Czytała wszystkie moje książki zanim wędrowały do wydawcy, na wypadek, gdybym popełnił gdzieś okropny błąd. W jednej z pierwszych książek wyłapała kobietę, która straciła nogę w rozdziale trzecim, a w siódmym biegała!
Jednym z jej największych talentów była dekoracja wnętrz. Miała do tego wspaniałe oko i potrafiła urządzić pokój tak, by wyglądał przyjaźnie i charakterystycznie. Była mądra, dowcipna, niecierpliwa, uparta, urocza, nie było drugiej takiej kobiety i nigdy nie będzie.
Dostałem wiadomości z kondolencjami z Ameryki, Francji, Belgii, Niemiec, Grecji, Południowej Korei, pełne łez telefony z Polski – od ludzi, którzy poznali ją i doznali tej magii Wiescki, która zelektryzowała mnie po raz pierwszy tego wrześniowego poranka. Mógłbym napisać o niej książkę. Może kiedyś napiszę, pewnego dnia, kiedy będę mógł to zrobić bez płaczu.
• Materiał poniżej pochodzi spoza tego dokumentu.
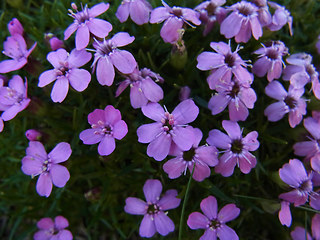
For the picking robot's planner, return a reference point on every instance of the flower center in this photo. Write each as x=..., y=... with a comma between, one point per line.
x=236, y=146
x=230, y=60
x=290, y=102
x=188, y=155
x=153, y=209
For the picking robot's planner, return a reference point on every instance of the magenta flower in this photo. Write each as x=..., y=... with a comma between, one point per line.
x=155, y=218
x=169, y=128
x=295, y=175
x=142, y=87
x=310, y=149
x=108, y=56
x=300, y=233
x=174, y=19
x=199, y=158
x=210, y=13
x=238, y=97
x=66, y=70
x=15, y=27
x=13, y=99
x=139, y=11
x=106, y=125
x=243, y=20
x=214, y=222
x=86, y=23
x=49, y=230
x=288, y=102
x=270, y=60
x=237, y=149
x=223, y=64
x=38, y=162
x=15, y=47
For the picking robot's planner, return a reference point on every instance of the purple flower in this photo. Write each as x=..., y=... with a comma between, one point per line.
x=174, y=19
x=13, y=99
x=15, y=47
x=280, y=18
x=15, y=27
x=300, y=233
x=199, y=158
x=295, y=175
x=310, y=149
x=66, y=70
x=169, y=128
x=138, y=10
x=108, y=56
x=106, y=125
x=223, y=64
x=214, y=222
x=237, y=149
x=238, y=97
x=210, y=13
x=155, y=219
x=49, y=230
x=86, y=23
x=38, y=162
x=288, y=102
x=241, y=22
x=270, y=60
x=142, y=87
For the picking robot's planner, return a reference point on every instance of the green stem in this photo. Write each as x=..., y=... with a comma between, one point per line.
x=184, y=204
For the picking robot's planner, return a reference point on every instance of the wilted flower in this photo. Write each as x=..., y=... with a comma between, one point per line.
x=174, y=19
x=15, y=47
x=86, y=23
x=155, y=219
x=197, y=160
x=223, y=64
x=288, y=102
x=214, y=222
x=169, y=128
x=38, y=162
x=237, y=148
x=241, y=22
x=49, y=230
x=106, y=125
x=108, y=56
x=66, y=70
x=139, y=11
x=142, y=87
x=270, y=60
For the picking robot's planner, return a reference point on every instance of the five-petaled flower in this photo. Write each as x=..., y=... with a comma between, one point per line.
x=155, y=218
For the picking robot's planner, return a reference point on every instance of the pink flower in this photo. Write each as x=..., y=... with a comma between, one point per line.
x=288, y=102
x=174, y=19
x=108, y=56
x=66, y=70
x=106, y=125
x=49, y=230
x=139, y=11
x=214, y=222
x=241, y=22
x=13, y=99
x=270, y=60
x=15, y=47
x=86, y=23
x=169, y=128
x=142, y=87
x=199, y=158
x=223, y=64
x=15, y=27
x=237, y=148
x=38, y=162
x=155, y=218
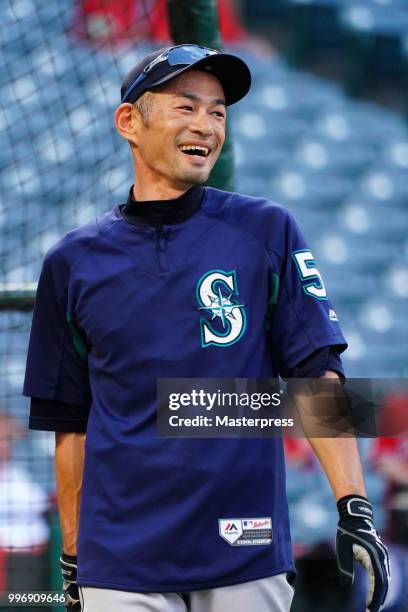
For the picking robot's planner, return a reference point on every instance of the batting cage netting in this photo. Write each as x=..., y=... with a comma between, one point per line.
x=337, y=164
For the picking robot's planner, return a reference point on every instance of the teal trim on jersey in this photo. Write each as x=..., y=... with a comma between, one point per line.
x=204, y=322
x=79, y=343
x=273, y=300
x=310, y=264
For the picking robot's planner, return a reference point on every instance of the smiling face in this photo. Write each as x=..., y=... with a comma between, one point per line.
x=180, y=140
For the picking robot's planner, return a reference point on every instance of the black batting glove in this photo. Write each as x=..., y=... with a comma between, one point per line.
x=358, y=540
x=69, y=567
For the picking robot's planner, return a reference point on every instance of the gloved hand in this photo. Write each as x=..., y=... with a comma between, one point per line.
x=357, y=539
x=69, y=573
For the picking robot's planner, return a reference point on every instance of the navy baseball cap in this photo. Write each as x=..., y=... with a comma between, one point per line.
x=165, y=64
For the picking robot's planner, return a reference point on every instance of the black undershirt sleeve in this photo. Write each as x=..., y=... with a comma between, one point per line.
x=317, y=363
x=53, y=415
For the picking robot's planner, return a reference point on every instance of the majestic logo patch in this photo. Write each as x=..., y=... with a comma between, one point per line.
x=217, y=293
x=246, y=532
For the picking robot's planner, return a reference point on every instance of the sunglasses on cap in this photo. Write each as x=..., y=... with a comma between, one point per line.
x=180, y=55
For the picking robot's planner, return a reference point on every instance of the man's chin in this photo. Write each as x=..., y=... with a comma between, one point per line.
x=197, y=177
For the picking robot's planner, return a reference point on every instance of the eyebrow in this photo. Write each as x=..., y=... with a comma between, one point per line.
x=191, y=96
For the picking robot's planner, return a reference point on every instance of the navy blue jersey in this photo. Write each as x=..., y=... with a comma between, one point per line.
x=233, y=291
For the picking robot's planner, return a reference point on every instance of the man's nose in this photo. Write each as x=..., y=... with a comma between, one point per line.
x=201, y=123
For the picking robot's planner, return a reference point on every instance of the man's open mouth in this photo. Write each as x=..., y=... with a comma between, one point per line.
x=194, y=150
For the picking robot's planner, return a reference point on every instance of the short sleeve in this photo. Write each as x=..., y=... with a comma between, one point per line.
x=304, y=320
x=57, y=365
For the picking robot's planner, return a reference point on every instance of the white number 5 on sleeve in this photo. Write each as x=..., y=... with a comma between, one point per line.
x=306, y=266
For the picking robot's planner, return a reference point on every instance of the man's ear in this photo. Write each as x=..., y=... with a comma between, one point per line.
x=128, y=122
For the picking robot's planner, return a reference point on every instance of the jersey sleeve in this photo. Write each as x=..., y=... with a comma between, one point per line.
x=304, y=319
x=57, y=367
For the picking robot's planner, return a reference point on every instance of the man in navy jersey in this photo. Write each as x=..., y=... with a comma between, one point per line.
x=129, y=299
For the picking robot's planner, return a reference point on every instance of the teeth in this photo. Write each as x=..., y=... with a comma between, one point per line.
x=194, y=148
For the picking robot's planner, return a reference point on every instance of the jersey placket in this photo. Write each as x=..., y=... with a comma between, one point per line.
x=162, y=237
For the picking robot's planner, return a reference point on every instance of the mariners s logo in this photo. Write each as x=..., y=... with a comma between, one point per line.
x=217, y=298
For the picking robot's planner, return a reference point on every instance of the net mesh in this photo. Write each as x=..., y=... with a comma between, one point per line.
x=61, y=164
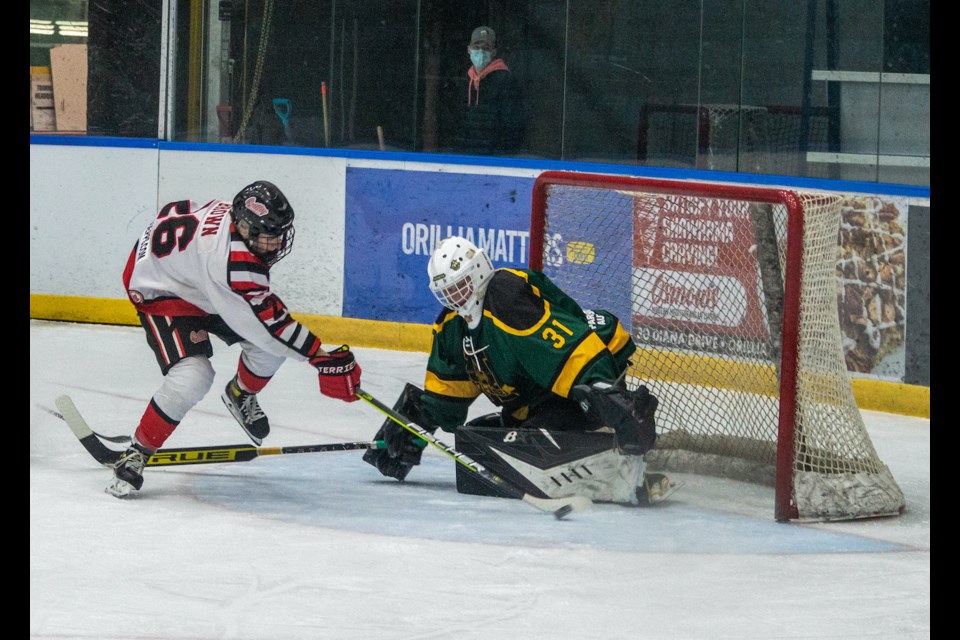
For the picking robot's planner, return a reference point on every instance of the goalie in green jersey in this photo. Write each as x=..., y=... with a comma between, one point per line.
x=567, y=425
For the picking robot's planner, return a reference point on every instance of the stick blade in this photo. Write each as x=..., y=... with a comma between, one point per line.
x=72, y=417
x=560, y=507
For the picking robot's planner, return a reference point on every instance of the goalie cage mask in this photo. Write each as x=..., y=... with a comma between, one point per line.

Tymczasem, zostawiam was z tymi wersami, które napisałem 7 lat temu na świątecznej kartce:
There are no accidents in love.We open doors; and there they areOur lifelong companionsStanding by a window; sitting in a chair.Not even turning round, or looking up.They do not recognize us yet.But the smallest gestureA fastened dress; a hand held, crossing the streetWill join our destinies forever:Turn both our faces to the same warm wind.